If you ask me, that's a point for Flat Earth right there. Scripture can't err. Any cosmology which tends to erode confidence and faith in the Scriptures (Word of God) has to be from the devil.
Some say "who cares? It doesn't matter!" but right here you're proving just how much it DOES matter. Someone believing in Flat Earth would (according to you) be much more comfortable with Scripture on this specific point.
Which will help you save your soul: having tons of doubts about God, religion, and Scripture -- or the opposite?
Thank you. Scripture is inerrant. Period. Catholics believe that the Holy Ghost is the PRIMARY author of the Sacred Scripture, and that the human authors are instrumental authors. In other words, they were the pens held by the Holy Ghost to write the Scriptures. Now, there's an interesting dynamic between their intellects, etc., but there isn't a single word in Sacred Scripture that wasn't intended to be there by the Holy Ghost.
Scripture's inerrancy is not limited to the "spiritual" content as a few here have implied.
That is why St. Robert Bellarmine and the Holy Office condemned heliocentrism as HERETICAL. He clearly stated that even if it's not a matter of faith in and of itself, it's a matter of faith due to the fact that it was taught by Sacred Scripture and therefore would impugn the inerrancy of Sacred Scripture.
Now, certain things could be metaphors. So, for instance, the Holy Office said it was permissible to hold that creation took longer than 6 calendar days because the sun and moon weren't created until day 4. So perhaps day is a metaphor for period of activity vs. night being a period of inactivity. But that's about as far as it goes. St. Augustine points out that the tone and intent of Genesis is clearly historical in nature and not some kind of poem or parable, etc. And this is what all the Church Fathers held. So we are bound to treat it that way. As St. Robert Bellarmine pointed out, Trent teaches that we must accept the unanimous consensus of the Church Fathers as the authoritative interpretation of Sacred Scripture.

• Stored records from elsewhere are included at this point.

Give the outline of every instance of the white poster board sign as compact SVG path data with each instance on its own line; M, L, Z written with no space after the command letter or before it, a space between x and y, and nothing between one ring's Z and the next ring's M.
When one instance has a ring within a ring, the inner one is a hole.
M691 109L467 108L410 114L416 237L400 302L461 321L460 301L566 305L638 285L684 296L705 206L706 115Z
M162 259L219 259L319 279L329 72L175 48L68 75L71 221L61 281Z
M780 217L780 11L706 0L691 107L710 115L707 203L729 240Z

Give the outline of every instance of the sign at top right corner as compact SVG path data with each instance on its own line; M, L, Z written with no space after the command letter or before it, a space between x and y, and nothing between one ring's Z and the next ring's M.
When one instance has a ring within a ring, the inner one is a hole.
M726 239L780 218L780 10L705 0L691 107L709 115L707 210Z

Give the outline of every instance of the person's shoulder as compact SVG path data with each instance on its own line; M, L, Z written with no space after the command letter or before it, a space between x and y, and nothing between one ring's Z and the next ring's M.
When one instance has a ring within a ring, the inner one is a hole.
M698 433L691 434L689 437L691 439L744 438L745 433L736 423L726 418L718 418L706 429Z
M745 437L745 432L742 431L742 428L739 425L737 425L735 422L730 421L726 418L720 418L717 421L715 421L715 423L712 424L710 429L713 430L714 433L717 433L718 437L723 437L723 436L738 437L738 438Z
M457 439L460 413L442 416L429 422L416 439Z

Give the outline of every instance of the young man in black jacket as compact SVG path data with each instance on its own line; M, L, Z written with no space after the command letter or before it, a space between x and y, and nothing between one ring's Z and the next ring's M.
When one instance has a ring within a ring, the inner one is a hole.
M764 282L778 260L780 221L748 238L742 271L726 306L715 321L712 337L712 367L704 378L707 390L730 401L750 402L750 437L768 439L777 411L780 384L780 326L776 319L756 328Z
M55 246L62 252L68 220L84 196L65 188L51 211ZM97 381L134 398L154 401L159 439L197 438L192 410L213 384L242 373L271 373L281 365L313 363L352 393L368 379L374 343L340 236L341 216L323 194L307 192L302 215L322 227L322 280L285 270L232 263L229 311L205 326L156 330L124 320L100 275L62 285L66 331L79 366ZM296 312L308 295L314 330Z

There's no way to "metaphor" your way out of the fact that man was created roughly 6,000 years ago. I've asked the globe earthers whether they believed this. I don't recall seeing a response (but then I haven't looked at every response in this thread). In fact, right after I asked that, one of the globers dropped off the thread. Was man created from the clay/dust of the earth or from a monkey? There's no way to turn "clay of the earth" into a metaphor for "monkey". You could say that earth is a metaphor for matter in general, but there's no way to make it a metaphor for a monkey. [Sorry, Pope Pius XII, you made a tragic error by allowing Catholics to consider that.]

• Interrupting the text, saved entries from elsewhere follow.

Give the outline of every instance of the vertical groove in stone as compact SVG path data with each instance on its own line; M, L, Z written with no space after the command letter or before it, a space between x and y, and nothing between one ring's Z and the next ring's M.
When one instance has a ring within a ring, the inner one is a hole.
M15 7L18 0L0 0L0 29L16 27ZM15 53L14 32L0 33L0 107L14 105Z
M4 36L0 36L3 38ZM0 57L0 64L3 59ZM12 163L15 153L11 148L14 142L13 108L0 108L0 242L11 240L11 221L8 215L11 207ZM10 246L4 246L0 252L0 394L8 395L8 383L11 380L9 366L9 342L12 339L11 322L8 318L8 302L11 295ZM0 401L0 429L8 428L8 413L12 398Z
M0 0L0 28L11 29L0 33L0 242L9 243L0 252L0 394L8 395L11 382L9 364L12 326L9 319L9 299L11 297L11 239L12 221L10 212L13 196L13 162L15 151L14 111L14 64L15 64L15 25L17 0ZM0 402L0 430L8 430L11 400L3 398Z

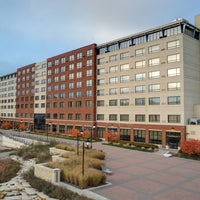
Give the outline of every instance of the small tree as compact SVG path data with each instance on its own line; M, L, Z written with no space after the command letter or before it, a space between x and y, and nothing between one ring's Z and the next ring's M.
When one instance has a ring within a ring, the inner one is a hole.
M3 122L2 125L1 125L1 127L2 127L3 129L11 129L11 128L12 128L12 125L11 125L11 123L9 123L9 122Z
M106 132L104 137L107 141L118 140L117 134L113 132Z
M76 128L73 128L69 131L69 135L71 135L72 137L77 137L78 135L80 135L80 131Z
M25 129L26 129L25 124L20 123L20 124L18 125L18 130L19 130L19 131L24 131Z
M90 136L91 136L91 132L89 130L84 130L83 137L84 138L90 138Z

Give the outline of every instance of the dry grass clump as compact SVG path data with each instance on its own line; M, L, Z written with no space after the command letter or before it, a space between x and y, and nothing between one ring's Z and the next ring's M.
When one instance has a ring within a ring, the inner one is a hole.
M67 154L68 160L63 162L49 162L46 164L50 168L61 169L61 179L64 182L76 185L80 188L87 188L104 184L106 175L101 172L101 166L105 164L104 160L92 158L85 152L84 176L82 174L82 156ZM96 153L96 152L95 152ZM102 152L101 152L102 153Z
M66 150L66 151L76 151L76 148L74 146L67 145L67 144L57 144L55 145L55 148Z
M87 150L87 156L88 157L91 157L91 158L97 158L99 160L104 160L106 155L103 151L99 151L99 150L96 150L96 149L90 149L90 150Z

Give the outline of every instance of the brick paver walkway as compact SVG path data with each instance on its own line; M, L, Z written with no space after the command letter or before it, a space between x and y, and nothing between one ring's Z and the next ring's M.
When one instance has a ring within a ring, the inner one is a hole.
M200 161L165 158L107 145L94 144L106 152L112 185L93 192L111 200L199 200Z

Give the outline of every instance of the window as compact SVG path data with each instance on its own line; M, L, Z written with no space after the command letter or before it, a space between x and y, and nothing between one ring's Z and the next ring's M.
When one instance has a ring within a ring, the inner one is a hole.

One could argue that some of the passages which suggest a flat earth are metaphors. And some of the Church Fathers did. But some didn't. So one doesn't have to believe in flat earth as a matter of faith, since we don't have a consensus of the Church Fathers. But it's very obvious to me that Sacred Scripture taught that there was a SOLID firmament above the earth. In one passage in Job, it's described as being "hard like brass" (I think some translations say glass). Not sure how to turn that into a metaphor for the thermosphere or ionosphere.